If Mdou Moctar’s psychedelic influences shine through here, it takes no stretch of the imagination to see further links to the past. Doesn’t the druggy haze that typifies psych-rock mirror the hashish binges of the Saharan mystic? A robed figure draws back the curtain and you enter a dark tent, smoke hanging thick in the air. At their direction, you recline on sable cushions. As your eyes adjust to the dim light, you are handed an ornate pipe and — hold it right there.
It would be all too easy to get carried away and reproduce the most basic oriental cliches to describe Mdou Moctar. While it hasn’t been explicitly said elsewhere, I think it may be these “esoteric” themes which underlie a lot of the cult-acclaim the band has generated outside their native Sahel. Since 2014, the band has gained significant international acclaim, especially in the hipster republics of the Pacific-Northwest USA. After being scouted by American label Sahel Sounds, the band was joined by Mikey Coltun, the band’s current bassist, manager, and producer, out of Portland, Oregon. It was then that they began, in earnest, to combine rock and Tuareg folk stylings. Mahamadou, the lead singer and architect of the project, has previously commented: “I don’t know what rock is exactly, I have no idea. I only know how to play in my style.”
If they had drifted further down the avenue of Western produced rock, it might have seemed that Mdou Moctar had somehow been musically colonised. But instead, Afrique Victime intentionally develops the band’s traditional sound. Tracks like Ya Habibdti and Tala Tannam lend this album a vital contrast both as musical changes of pace, and as a statement of their inimitable native style. I think it still bears saying that Mdou Moctar may have become successful beyond their home because they touch on a familiar but distant aesthetic in Western audiences. I see this again as a positive, furthering the rich complexity of musical culture. Now signed with indie bastion Matador Records, the group have come armed with another salvo of cross-cultural bangers.
The band writes about the spiritual aspects of Islam and anti-colonial struggles. However, the Sufism of their imagery is not some mystic beard-stroking trope, it is instead a day-to-day spirituality entirely realistic for the band’s rural roots. Tuareg nationalism is no artistic shroud either, with the ethnic group’s contested history running deep. While their modern day struggles are enmeshed in brutal factional conflicts in Libya (notably at odds with the militant Caliphates), Tuareg music has long played an influential role in the politics of the Sahel. Their newest album is an authentic representation of Tuareg culture, but remains accessible to outsiders — language barriers notwithstanding.
Afrique Victime represents the best of all these worlds. There are still the psych-rock fingerprints, but soaked with an unmistakable Tuareg fire. The titular track, written in French and Tamasheq, sings of Mandela, Gadhafi, and a pan-African identity in the face of colonial history: “Africa is a victim of so many crimes/If we stay silent it will be the end of us/Why is this happening?/What is the reason behind this?”

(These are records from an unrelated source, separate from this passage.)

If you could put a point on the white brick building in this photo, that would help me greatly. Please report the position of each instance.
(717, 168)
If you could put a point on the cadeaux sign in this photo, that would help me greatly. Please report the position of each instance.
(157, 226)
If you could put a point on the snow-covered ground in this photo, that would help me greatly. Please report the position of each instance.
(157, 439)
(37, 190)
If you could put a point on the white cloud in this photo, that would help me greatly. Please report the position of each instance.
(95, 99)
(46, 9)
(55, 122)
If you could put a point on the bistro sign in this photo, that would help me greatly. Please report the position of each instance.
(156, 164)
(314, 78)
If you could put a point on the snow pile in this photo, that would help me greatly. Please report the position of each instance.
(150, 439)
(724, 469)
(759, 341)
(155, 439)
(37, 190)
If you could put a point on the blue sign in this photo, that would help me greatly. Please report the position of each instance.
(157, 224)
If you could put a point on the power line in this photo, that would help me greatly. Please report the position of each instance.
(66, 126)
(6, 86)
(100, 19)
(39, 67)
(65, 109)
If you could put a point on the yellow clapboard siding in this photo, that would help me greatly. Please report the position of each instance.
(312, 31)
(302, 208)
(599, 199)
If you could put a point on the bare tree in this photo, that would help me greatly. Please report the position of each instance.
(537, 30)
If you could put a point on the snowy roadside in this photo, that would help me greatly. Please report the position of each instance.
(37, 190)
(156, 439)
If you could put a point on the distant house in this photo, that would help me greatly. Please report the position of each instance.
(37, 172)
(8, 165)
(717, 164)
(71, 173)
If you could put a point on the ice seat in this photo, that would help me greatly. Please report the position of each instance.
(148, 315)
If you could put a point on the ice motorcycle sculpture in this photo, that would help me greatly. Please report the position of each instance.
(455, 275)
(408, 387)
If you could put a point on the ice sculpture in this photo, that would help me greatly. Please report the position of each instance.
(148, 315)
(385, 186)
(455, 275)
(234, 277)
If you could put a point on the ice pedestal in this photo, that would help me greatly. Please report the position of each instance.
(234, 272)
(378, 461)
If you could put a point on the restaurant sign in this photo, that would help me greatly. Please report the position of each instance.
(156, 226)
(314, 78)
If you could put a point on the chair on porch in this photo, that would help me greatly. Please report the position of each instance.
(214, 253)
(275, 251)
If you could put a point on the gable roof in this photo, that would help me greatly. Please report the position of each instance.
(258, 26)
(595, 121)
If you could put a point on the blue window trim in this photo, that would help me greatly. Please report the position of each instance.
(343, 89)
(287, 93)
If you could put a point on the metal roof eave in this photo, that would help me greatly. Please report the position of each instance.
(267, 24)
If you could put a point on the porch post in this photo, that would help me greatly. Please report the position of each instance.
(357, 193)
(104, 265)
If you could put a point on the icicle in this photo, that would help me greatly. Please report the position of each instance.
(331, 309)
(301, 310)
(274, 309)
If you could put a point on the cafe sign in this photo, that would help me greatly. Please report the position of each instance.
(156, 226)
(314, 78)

While it’s unlikely to earn them a guest spot at next year’s Eurovision, this music is pure energy. It is powerfully evocative and combines the best elements of the 2010s psych-rock resurgence with some unique and truly impassioned song-writing — a future classic for sure. Fans around the world will be watching the next move of the Tuareg ambassador closely, whether he appears live in Seattle, or on a livestream from Niger, the star of Mdou Moctar will only continue to rise.